Did Netflix’s House Of Cards Get A Bump From Nemo?
Executives at Netflix might be the only people thrilled to see the Northeast covered by two feet of snow. By coincidence, the streaming services web-only television series House of Cards, with its risky decision to release every episode at the same time, came out on February 1, just days before Nemo hit the East Coast.
If social media and online buzz is any indication, the show is a hit. Facebook, Twitter, and the blogosphere have lit up with comments from viewers who used the snowy weekend for marathon viewing of the series, which is directed by David Fincher (The Social Network, Girl With The Dragon Tatoo) and stars Kevin Spacey as a ruthless congressman. Reviews have generally been good, especially praising the series’ innovative embrace of online viewing trends.

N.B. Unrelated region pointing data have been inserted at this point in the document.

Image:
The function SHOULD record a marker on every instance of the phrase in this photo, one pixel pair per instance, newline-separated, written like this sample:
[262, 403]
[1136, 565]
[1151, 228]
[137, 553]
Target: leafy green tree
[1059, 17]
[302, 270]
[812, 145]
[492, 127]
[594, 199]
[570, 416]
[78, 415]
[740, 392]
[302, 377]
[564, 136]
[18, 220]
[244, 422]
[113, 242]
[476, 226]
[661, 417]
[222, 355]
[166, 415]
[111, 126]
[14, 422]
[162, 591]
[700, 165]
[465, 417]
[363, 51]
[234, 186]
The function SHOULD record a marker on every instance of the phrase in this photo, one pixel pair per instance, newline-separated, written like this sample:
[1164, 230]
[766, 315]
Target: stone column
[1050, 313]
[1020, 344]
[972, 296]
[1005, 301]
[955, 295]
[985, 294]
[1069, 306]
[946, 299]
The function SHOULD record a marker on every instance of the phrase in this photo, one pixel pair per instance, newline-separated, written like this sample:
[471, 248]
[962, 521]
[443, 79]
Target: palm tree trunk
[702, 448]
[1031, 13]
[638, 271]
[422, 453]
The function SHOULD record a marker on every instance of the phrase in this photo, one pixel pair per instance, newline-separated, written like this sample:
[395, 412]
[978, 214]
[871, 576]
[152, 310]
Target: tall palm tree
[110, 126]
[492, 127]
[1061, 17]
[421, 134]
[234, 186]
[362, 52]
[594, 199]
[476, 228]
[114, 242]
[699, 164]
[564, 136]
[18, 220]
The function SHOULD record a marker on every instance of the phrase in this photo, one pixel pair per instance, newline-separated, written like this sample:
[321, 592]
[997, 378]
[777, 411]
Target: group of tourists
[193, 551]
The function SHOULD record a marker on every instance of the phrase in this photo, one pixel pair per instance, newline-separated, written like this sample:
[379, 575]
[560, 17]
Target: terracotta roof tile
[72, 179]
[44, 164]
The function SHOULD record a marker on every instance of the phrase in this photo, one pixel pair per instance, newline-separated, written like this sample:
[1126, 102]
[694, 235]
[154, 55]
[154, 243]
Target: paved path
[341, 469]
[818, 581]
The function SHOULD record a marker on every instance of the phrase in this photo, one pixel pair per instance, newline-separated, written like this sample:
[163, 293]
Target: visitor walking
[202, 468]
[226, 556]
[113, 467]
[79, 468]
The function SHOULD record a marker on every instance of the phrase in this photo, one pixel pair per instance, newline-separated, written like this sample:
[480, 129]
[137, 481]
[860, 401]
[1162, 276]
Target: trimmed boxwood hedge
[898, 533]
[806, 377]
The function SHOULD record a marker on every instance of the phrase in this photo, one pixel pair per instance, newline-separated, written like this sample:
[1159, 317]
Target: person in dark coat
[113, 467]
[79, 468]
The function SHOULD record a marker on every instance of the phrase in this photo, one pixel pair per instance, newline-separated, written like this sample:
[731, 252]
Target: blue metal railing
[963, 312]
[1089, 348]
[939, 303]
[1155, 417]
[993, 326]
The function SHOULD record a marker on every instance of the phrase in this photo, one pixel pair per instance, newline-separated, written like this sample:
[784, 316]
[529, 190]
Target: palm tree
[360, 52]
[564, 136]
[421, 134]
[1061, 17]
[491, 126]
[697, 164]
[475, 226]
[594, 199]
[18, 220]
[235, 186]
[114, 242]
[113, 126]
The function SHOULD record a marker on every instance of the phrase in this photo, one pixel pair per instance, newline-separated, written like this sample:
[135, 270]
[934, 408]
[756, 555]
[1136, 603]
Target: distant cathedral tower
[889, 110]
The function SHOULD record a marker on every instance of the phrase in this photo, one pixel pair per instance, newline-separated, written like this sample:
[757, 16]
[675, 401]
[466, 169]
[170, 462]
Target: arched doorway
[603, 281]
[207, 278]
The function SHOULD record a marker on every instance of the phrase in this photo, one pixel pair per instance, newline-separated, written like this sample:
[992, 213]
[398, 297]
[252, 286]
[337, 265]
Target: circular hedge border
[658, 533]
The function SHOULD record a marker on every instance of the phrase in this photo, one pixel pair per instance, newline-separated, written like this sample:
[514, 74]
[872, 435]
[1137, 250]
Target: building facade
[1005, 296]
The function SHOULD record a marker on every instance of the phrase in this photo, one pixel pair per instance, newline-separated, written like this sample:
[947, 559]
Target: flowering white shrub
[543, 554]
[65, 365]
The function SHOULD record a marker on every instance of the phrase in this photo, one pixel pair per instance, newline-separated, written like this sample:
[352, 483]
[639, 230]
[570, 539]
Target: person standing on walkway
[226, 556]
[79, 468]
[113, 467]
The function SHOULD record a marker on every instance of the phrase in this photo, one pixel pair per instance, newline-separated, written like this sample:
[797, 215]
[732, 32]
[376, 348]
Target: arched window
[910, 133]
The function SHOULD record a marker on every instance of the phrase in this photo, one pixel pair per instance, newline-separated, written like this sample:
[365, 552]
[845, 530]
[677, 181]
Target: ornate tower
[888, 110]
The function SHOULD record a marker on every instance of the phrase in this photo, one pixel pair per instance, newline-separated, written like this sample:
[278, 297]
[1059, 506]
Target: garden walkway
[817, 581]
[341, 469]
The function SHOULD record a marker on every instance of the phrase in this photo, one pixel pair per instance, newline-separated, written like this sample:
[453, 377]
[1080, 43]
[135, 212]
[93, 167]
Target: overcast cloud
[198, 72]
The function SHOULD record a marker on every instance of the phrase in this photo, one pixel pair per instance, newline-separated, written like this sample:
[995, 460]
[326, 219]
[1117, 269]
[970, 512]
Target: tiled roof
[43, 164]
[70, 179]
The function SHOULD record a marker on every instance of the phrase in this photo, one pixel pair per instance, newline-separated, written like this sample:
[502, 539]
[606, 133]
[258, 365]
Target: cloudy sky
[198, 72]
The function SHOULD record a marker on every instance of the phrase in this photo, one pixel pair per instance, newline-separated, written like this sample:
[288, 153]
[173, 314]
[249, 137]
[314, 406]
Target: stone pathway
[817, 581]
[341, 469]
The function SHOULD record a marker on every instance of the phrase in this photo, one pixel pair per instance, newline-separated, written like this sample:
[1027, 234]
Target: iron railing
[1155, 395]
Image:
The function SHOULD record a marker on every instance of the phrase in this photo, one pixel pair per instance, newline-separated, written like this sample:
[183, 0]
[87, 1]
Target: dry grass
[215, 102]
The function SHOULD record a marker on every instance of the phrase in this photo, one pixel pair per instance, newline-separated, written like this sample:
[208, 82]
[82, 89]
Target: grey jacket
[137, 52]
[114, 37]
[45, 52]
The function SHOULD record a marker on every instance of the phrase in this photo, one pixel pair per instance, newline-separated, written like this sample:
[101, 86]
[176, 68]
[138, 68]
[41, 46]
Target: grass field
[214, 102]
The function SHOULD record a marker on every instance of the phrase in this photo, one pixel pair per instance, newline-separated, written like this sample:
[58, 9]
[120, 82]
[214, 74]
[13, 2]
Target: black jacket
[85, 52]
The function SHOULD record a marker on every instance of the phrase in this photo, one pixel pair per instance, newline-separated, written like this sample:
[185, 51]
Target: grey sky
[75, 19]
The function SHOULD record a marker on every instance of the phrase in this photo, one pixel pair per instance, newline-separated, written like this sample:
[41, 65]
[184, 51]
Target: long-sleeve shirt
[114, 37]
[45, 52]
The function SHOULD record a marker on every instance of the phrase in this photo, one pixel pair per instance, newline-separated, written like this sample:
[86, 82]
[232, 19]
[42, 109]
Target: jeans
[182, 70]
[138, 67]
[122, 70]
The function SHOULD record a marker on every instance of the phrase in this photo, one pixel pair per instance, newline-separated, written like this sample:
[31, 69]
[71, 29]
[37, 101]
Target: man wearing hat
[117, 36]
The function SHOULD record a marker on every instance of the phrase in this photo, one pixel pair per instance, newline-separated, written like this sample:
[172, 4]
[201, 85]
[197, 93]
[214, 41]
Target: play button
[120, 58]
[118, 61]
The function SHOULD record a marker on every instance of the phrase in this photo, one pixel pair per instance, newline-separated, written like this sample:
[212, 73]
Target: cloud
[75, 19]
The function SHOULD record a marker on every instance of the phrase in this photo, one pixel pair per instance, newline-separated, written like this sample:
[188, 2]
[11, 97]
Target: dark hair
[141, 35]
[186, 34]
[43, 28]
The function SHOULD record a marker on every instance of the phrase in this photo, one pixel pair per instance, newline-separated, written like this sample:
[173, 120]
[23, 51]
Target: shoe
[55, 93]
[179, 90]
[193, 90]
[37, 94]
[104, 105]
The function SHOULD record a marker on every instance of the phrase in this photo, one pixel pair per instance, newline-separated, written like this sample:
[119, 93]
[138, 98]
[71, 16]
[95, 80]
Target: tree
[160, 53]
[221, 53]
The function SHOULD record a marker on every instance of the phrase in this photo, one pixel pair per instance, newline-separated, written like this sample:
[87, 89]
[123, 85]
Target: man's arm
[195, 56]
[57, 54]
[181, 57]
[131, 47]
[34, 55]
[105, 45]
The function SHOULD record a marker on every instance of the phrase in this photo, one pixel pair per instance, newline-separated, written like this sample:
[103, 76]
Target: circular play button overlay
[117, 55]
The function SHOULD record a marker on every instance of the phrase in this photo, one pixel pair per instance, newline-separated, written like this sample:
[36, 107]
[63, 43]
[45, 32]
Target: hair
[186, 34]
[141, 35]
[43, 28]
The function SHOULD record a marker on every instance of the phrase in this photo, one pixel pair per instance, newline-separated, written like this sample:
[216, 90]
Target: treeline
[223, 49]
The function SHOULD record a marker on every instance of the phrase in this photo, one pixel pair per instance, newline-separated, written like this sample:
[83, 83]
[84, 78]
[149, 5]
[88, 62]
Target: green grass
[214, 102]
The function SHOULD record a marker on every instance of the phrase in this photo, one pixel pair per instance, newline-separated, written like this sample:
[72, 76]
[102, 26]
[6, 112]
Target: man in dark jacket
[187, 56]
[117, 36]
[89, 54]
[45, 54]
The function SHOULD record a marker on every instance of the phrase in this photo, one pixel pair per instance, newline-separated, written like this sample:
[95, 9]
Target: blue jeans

Unfortunately, Netflix won’t release any info about the show’s actually popularity. The New York Times explains how this might cover up potentially embarrassing realities:
Netflix says it won’t release any data about how many of its 27 million streaming subscribers in this country watch “House of Cards,” much to the exasperation of broadcast and cable television executives, who suspect that the show would be relatively low-rated if Nielsen were actually tracking it.
As fans of any number of series know, critical success and social media buzz don’t necessarily translate into a large number of viewers.
In the meantime, House of Cards has created a new First World Problem: how to talk about a show without giving spoilers when everyone can watch at their own pace.
Are you watching House Of Cards? What do you think?